Alternative names MISMATCH

Please fill out the fields below so we can help you better. Note: you must provide your domain name to get help. Domain names for issued certificates are all made public in Certificate Transparency logs (e.g. https://crt.sh/?q=example.com), so withholding your domain name here does not increase secrecy, but only makes it harder for us to provide help.

My domain is: industrial-engines.com.au

I ran this command: SSL Report: www.industrial-engines.com.au (124.191.89.114)

It produced this output:
Subject industrial-engines.com.au
Fingerprint SHA256: 96bbb55e50aed1895bbc793102e9ba0a701e554fd719bd6ce006548d9ef8e987
Pin SHA256: ipHQko3ewZwdNVc/Q7JRZfKQPm3ehdMyfzlP83UdBdw=
Common names industrial-engines.com.au
Alternative names industrial-engines.com.au MISMATCH
Serial Number 03b16f5aef9c05fb24c91d104202efb93a57
Valid from Sat, 11 Jan 2020 12:51:35 UTC
Valid until Fri, 10 Apr 2020 12:51:35 UTC (expires in 2 months and 26 days)
Key RSA 2048 bits (e 65537)
Weak key (Debian) No
Issuer Let’s Encrypt Authority X3
AIA: http://cert.int-x3.letsencrypt.org/
Signature algorithm SHA256withRSA
Extended Validation No
Certificate Transparency Yes (certificate)
OCSP Must Staple No
Revocation information OCSP
OCSP: http://ocsp.int-x3.letsencrypt.org
Revocation status Good (not revoked)
DNS CAA No (more info)
Trusted No NOT TRUSTED (Why?)
Mozilla Apple Android Java Windows

My web server is (include version): apache 2

The operating system my web server runs on is (include version): debian 10.2

My hosting provider, if applicable, is: me

I can login to a root shell on my machine (yes or no, or I don’t know): yes

I’m using a control panel to manage my site (no, or provide the name and version of the control panel): webmin

The version of my client is (e.g. output of certbot --version or certbot-auto --version if you’re using Certbot):certbot 0.31.0

1 Like

Hi @philp

that’s the expected result.

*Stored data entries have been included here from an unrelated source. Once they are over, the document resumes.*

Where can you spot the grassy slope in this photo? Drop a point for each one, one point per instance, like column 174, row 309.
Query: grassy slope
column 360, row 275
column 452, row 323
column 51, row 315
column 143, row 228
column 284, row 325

Your certificate has only one domain name, the non-www version.

You try to use it with the www version, that’s a mismatch.

–>> Create one certificate with both domain names - non-www and www.

1 Like

i have tried but not sure where it is missing…

root@raspberrypi:/home/pi# certbot certonly
Saving debug log to /var/log/letsencrypt/letsencrypt.log

How would you like to authenticate with the ACME CA?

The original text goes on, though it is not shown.